Probably the single biggest problem facing Chesapeake Bay is the nutrients coming into it. The nutrients fuel an overgrowth of algae, which makes the water murky, die and sink to the bottom and cause low oxygen problems, the famous "dead zones". One way of handling nutrients pollution is the capture the nutrients and grow something useful.
For years, people have talked about using sunlight to grow algae to produce a useful fuel. Now a University of Maryland researcher proposes to use nutrients from farm waste and sunlight to produce ethanol and propanol as biofuels:
At the Henderson farm, the smell of muck and the sound of dribbling water surround the "algal turf scrubber" system. A solar-powered pump moves the wastewater from a nearby canal into 50-meter troughs where the algae grow.So, who wants a green job, living in a remote area, wearing galoshes and using a broom to sweep green slime into a smelly pile?
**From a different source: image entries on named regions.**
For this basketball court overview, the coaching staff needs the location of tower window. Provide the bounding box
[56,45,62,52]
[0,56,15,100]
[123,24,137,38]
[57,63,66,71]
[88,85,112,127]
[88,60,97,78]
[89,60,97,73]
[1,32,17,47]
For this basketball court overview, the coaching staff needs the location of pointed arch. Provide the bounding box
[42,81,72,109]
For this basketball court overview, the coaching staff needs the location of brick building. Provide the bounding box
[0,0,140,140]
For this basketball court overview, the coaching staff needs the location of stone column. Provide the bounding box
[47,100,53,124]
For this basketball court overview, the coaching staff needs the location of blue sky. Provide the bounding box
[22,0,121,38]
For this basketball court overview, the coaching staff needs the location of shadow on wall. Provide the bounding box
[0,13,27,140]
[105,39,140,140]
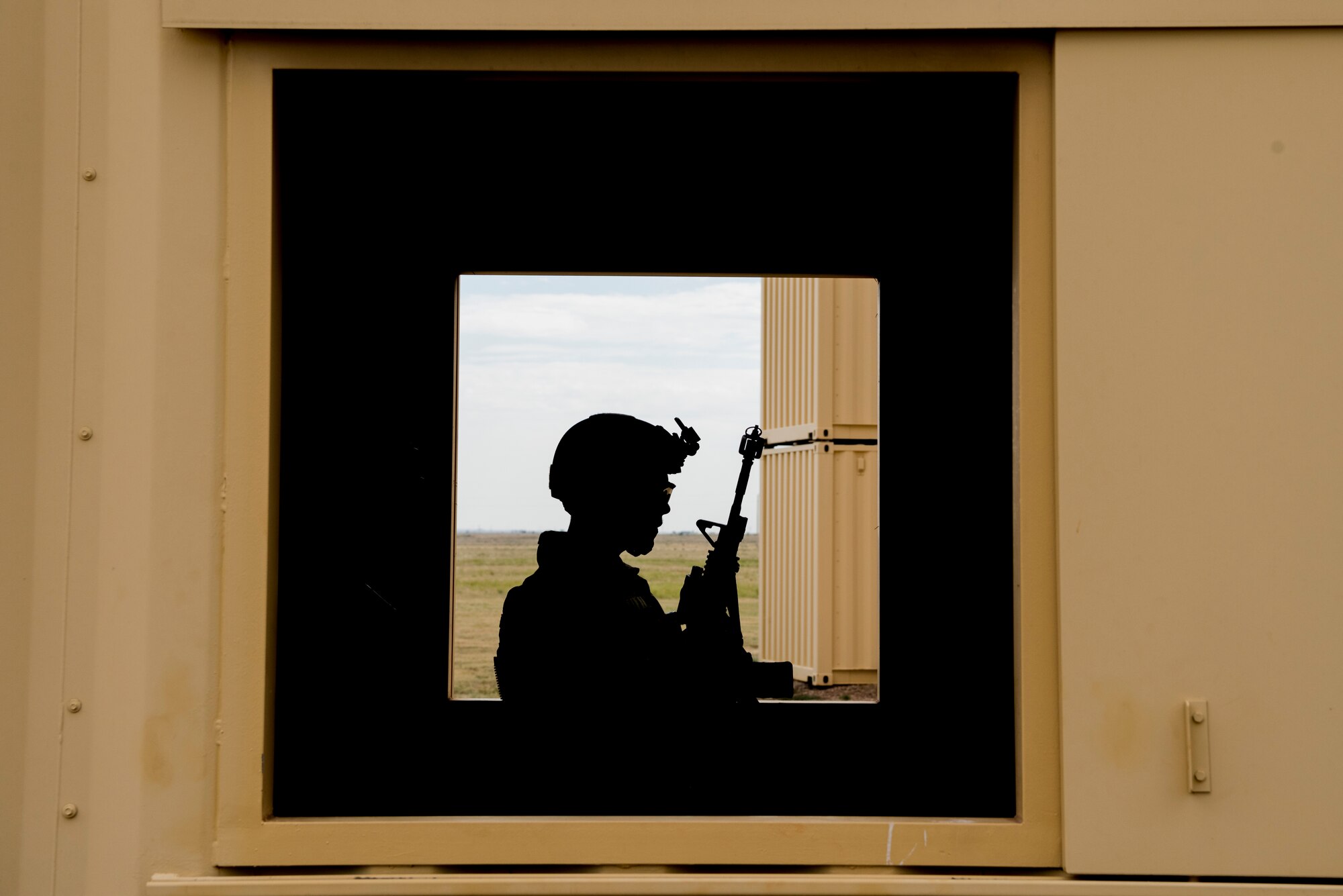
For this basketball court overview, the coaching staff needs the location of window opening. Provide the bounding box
[266,70,1017,818]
Thin screens catch the algae. The organisms use sunlight to grow as they filter phosphorus and nitrogen out of the wastewater and add oxygen before the water trickles to the bay.
Once a week during the growing season, Kangas dons galoshes to harvest the algae. Using an old broom, he pushes the dark green globs down the to the end of the troughs. Here the algae marinates in the farm breeze, drying out until Kangas returns a week later to collect it and take it back to the lab...
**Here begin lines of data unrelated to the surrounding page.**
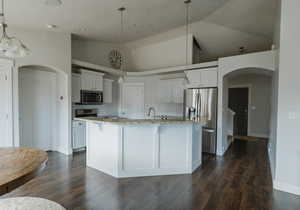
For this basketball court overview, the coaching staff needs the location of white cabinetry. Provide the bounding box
[72,74,81,103]
[73,121,86,149]
[81,70,104,91]
[185,68,218,87]
[103,79,113,104]
[159,78,184,104]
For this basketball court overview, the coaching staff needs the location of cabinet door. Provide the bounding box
[171,79,184,104]
[94,75,103,91]
[73,121,86,149]
[159,80,172,104]
[72,74,81,103]
[185,70,201,87]
[201,69,218,87]
[81,73,94,90]
[77,122,86,148]
[103,79,113,104]
[121,83,145,119]
[185,68,218,88]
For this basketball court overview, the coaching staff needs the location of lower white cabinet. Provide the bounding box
[185,68,218,88]
[73,121,86,150]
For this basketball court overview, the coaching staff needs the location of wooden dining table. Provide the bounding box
[0,147,48,195]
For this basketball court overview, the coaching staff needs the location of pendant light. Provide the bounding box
[0,0,29,58]
[118,7,126,84]
[184,0,192,85]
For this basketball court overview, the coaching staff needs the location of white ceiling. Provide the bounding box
[6,0,276,42]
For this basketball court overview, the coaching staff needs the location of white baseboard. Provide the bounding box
[273,180,300,195]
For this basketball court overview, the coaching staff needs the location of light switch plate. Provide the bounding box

"The idea is that if we have remote locations we can operate the system in areas where people aren't hanging around," said Tim Goertemiller of Living Ecosystems, an environmental consulting company, who worked on the design and production of the algal turf scrubber system.
"We are really anxious to scale up the technology and realistically hope to operate at the acre scale next summer, hopefully with hundreds of acres within 10 years," he wrote in an email.Good work, if you can get it. If this really had a lot of promise, they'd be talking about scaling it up to the square mile by next year.